OperaFest
Married couple Sam, in his all-blue office, and Dinah, in her all-pink kitchen, in Leonard Bernstein’s “Trouble in Tahiti” at the Music Academy of the West’s OperaFest. (Phil Channing photo)

Bold programming and innovative staging from director James Darrah set a triumphant new precedent at the Music Academy of the West’s OperaFest on Saturday.

What normally would be a series of opera vignettes performed in Hahn Hall, this year started with an all-out “Campus Takeover” of works exclusively from 20th- and 21st-century composers.

Audience members convened in Hahn but were split into roving groups that traversed the campus to enjoy several of six works in a variety of beautiful indoor and outdoor spaces.

The five pieces I saw made me wish there were another opportunity to see the rest, and to enjoy different versions of the ones I did see.

For instance, in a duet of sopranos with an electronic children’s chorus in Ellen Reid’s “Floats the Roving Nebula” (2015), alternating audience groups saw one of the two vocalists perform the lead role and the other sing second.

It was a fascinating and evocative work, set in Holden Garden, aka “The Pond,” with a single child’s voice projected from each of eight speakers set around the audience. That means that depending on where you were sitting, you’d have a different experience of the instrumentation and vocals.

Reid, who had been in residence at MAW all week, said the work was designed to make the electronic components feel more human.

The two live vocalists, as did the singers in all of the vignettes, wore all white.

One was bound by four tulle ribbons from each wrist that stretched to trees on either side of the garden. In a beautiful transfer of energy, the two switched places by the end of the work.

Walking between vignettes among the lotus-filled pond, theater, ballroom and chamber music spaces, we encountered other audience groups on their journeys, artists in character “backstage” and the rich scent of jasmine.

Jonathan Dove’s “L’Altra Euridice” (2001) featured a solo baritone in English, and a narrative of conflict between the underworld and those of us who live above the surface. I followed an audience member who pushed a walker and said, “You’d need to smoke a lot of pot to get that one.”

OperaFest

A jazz vocal trio provides commentary during “Trouble in Tahiti.” (Phil Channing photo)

While I disagreed on the need for drugs, it was metaphorical and emotive material, refreshingly outside the mainstream opera canon.

An excerpt from “L’Amour de Loin” (2000), a work in French by Finnish composer Kaija Saariaho about longing for love that transcends the material was paired with an uplifting love duet full of surrender and vulnerability in Missy Mazzoli’s “Breaking the Waves” (2016).

Mazzoli’s “Proving Up” (2018) was the closest we came to an ensemble cast performance with five singers. A pioneer family portrayed the painful experience of Nebraska homesteaders: Pa, who “works hard and drinks harder”; “two dead daughters,” who appear posthumously in the piece; and Ma, who shakes out laundry and tries to protect her only remaining child, a son. The mood was dark, but the music and venue transcended hardship with ample beauty.

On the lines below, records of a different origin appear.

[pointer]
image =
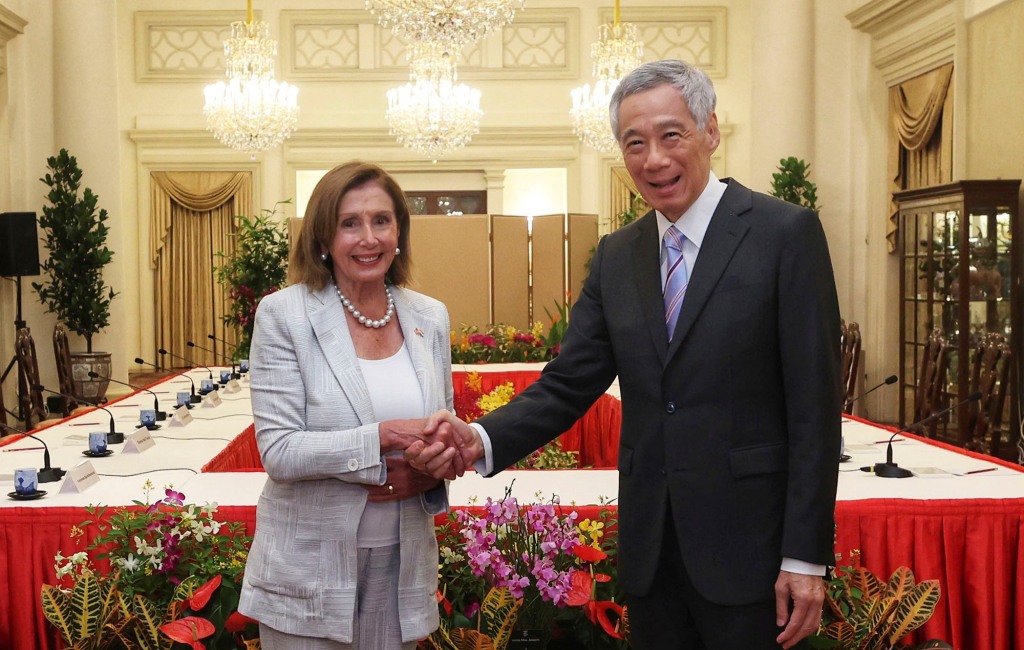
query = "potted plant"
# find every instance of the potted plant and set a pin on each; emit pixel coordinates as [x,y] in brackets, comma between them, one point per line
[76,237]
[257,266]
[792,184]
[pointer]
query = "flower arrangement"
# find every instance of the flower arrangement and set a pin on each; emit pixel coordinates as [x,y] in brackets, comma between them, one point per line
[158,573]
[863,612]
[499,344]
[528,567]
[473,402]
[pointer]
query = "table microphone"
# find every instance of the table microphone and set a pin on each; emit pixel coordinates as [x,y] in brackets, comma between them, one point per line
[195,398]
[215,354]
[46,474]
[113,437]
[156,403]
[892,379]
[890,469]
[236,347]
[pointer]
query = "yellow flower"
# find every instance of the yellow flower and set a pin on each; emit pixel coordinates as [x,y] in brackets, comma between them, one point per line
[497,397]
[591,532]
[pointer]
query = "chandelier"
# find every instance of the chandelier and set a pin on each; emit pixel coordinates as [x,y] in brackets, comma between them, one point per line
[617,50]
[458,23]
[251,112]
[433,114]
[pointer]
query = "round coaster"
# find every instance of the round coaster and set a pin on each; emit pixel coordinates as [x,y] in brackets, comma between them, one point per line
[19,496]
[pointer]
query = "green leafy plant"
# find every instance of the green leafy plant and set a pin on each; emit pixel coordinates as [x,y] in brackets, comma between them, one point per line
[637,207]
[75,233]
[163,572]
[792,184]
[862,612]
[256,267]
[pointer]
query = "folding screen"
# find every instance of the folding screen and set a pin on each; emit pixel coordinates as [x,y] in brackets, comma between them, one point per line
[451,262]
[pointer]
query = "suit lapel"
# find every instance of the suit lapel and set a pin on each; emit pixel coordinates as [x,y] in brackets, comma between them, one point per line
[648,282]
[327,317]
[418,333]
[725,231]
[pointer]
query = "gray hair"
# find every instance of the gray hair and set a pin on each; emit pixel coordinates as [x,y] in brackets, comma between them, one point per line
[691,82]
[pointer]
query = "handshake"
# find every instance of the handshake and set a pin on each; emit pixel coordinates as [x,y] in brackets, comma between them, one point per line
[442,447]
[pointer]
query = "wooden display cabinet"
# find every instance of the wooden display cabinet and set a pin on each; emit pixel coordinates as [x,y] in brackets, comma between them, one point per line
[960,271]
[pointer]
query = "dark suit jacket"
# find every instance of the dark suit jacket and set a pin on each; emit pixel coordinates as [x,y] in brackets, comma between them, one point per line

The second half of the program, with the entire audience reassembled in Hahn Hall, was Leonard Bernstein’s midcentury deconstruction of the American Dream, “Trouble in Tahiti” (1952).

The stage held a white-dinner-jacketed big band orchestra, a chipper jazz vocal trio providing commentary, and married couple Sam and Dinah in either her all-pink kitchen or his all-blue office.

One audience member said afterward, “It sure wasn’t West Side Story.”

On the contrary, the short work contained the incisive social commentary, uniquely American ambiance — in this case jazz, colorful sets and cultural dream state — and pointed wit that mark the composer’s more popular work.

With so many superb musicians on the program, space doesn’t permit comment on individual achievements, but the Music Academy fellows’ clear, bright performances all allowed the work to hold center stage.